Adapted from Jamie Oliver

Serves at least 6

Ingredients
Reserved liquid from the candied citrus above (optional)
1 cup water
1 cup sugar
Zest and juice from 5 lemons and 5 limes
10-15 fresh mint leaves, washed, dried, and finely chopped

Rundown

  • Boil the sugar and water
  • Measure out the reserve syrup, if using
  • Mix in the rest
  • Freeze
  • Stir
  • Freeze
  • Stir
  • Etc.

Bring the sugar and water to a boil in a small saucepan over medium-high heat.  Boil for 5 minutes, remove from the heat, and allow it to cool for at least 10 minutes.

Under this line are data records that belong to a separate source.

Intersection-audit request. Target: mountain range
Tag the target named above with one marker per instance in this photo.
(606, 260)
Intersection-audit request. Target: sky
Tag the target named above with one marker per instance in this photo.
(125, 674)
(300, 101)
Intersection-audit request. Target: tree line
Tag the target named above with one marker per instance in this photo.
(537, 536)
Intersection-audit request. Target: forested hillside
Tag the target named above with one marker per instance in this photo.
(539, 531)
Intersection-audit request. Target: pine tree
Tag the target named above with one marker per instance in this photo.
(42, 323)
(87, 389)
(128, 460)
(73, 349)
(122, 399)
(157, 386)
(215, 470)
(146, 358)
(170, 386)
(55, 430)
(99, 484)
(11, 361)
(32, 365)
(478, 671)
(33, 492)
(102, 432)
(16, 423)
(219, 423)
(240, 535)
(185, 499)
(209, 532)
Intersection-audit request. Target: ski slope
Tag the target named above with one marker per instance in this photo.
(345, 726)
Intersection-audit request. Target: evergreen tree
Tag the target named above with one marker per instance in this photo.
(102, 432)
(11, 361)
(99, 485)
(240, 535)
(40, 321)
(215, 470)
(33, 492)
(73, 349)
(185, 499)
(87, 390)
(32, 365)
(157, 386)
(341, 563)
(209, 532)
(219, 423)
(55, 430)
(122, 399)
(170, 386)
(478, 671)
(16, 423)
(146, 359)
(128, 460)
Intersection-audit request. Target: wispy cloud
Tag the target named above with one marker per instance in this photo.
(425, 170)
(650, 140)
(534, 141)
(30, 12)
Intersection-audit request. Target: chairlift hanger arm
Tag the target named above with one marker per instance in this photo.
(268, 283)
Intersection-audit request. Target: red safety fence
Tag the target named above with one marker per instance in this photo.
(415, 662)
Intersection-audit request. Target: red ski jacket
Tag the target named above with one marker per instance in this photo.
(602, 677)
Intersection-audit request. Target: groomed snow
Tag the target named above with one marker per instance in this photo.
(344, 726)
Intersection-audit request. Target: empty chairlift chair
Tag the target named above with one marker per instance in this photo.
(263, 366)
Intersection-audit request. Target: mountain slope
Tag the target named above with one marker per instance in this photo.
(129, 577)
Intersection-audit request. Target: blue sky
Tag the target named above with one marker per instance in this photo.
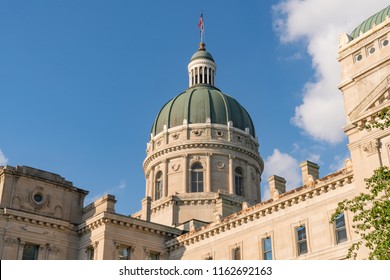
(82, 81)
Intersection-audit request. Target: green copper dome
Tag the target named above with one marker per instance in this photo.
(366, 25)
(201, 104)
(202, 54)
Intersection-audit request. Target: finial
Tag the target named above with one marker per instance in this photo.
(202, 46)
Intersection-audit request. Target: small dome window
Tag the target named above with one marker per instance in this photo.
(38, 198)
(358, 57)
(370, 50)
(197, 178)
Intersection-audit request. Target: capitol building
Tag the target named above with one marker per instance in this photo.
(202, 180)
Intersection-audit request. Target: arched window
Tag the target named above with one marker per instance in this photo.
(239, 182)
(158, 186)
(197, 178)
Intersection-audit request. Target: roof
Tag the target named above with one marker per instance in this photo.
(202, 54)
(201, 104)
(366, 25)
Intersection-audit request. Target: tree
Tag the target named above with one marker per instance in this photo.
(371, 216)
(372, 209)
(381, 121)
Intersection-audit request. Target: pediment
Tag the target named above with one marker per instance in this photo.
(375, 101)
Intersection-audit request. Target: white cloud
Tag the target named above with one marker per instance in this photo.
(3, 159)
(284, 165)
(339, 162)
(319, 23)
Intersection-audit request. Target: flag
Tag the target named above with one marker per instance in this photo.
(200, 24)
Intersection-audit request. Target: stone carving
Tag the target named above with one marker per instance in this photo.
(275, 194)
(370, 147)
(175, 135)
(9, 241)
(219, 133)
(197, 132)
(369, 98)
(245, 205)
(175, 167)
(53, 249)
(348, 164)
(310, 182)
(38, 199)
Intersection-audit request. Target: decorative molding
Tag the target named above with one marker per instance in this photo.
(176, 135)
(258, 211)
(175, 167)
(370, 147)
(197, 132)
(10, 242)
(381, 87)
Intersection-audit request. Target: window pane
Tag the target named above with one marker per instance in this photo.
(341, 236)
(123, 253)
(301, 233)
(340, 222)
(30, 252)
(267, 244)
(302, 248)
(237, 254)
(268, 256)
(341, 233)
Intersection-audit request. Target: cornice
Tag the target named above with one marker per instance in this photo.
(200, 145)
(364, 39)
(324, 185)
(126, 222)
(36, 220)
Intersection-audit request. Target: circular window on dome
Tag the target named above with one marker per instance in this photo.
(358, 57)
(38, 197)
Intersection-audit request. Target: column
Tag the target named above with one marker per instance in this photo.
(208, 173)
(248, 191)
(231, 175)
(165, 178)
(185, 173)
(151, 181)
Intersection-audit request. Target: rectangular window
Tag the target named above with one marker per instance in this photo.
(267, 248)
(340, 229)
(236, 253)
(30, 252)
(301, 240)
(90, 251)
(124, 253)
(154, 256)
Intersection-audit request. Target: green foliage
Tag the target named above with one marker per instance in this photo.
(382, 120)
(371, 218)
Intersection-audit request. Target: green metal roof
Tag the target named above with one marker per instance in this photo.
(199, 103)
(202, 54)
(367, 24)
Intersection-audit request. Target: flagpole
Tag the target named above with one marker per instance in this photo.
(201, 26)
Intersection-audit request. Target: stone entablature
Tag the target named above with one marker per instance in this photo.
(294, 197)
(201, 136)
(36, 220)
(126, 222)
(37, 174)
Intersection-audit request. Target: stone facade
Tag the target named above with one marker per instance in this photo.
(42, 215)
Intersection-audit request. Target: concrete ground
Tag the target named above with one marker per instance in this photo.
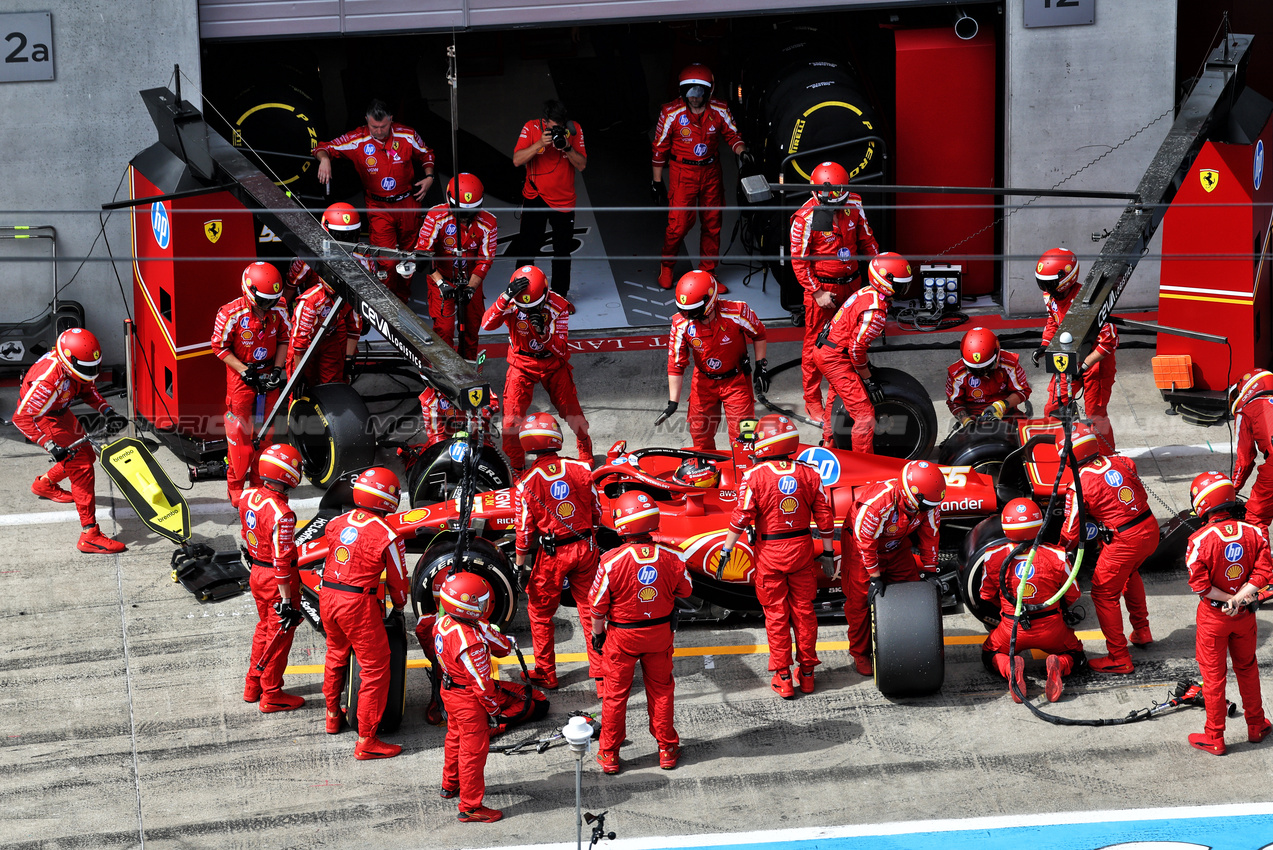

If you are not using the reserve syrup from the candied citrus above, skip the remainder of this paragraph and go to the next step.  Measure the reserve syrup in a liquid measuring cup with at least a 2-cup capacity.  Note the quantity, and add enough of the plain simple syrup you just made to bring the total liquid to 1 ¾ cups. Store the remaining simple syrup in a sealed container in the refrigerator and use to sweeten lemonade, mojitos, whathaveyou.

Combine the syrup, juices, zest, and chopped mint in a plastic or earthenware container and mix well.  Cover it and place it in the freezer.  In 45 minutes, the edges will be starting to freeze.  Give it a good stir, taking care to scrape down the frozen bits along the edges, and return to the freezer.  Continue checking on it and stirring well every 45 minutes or so until it’s firm.  This will take anywhere from 2 to 4 hours, depending on how much you let the syrup cool when you took it off the stove.  If you forget the interim stirring, eh.  It will still be fine.

Serve with a slice or two of candied citrus on top.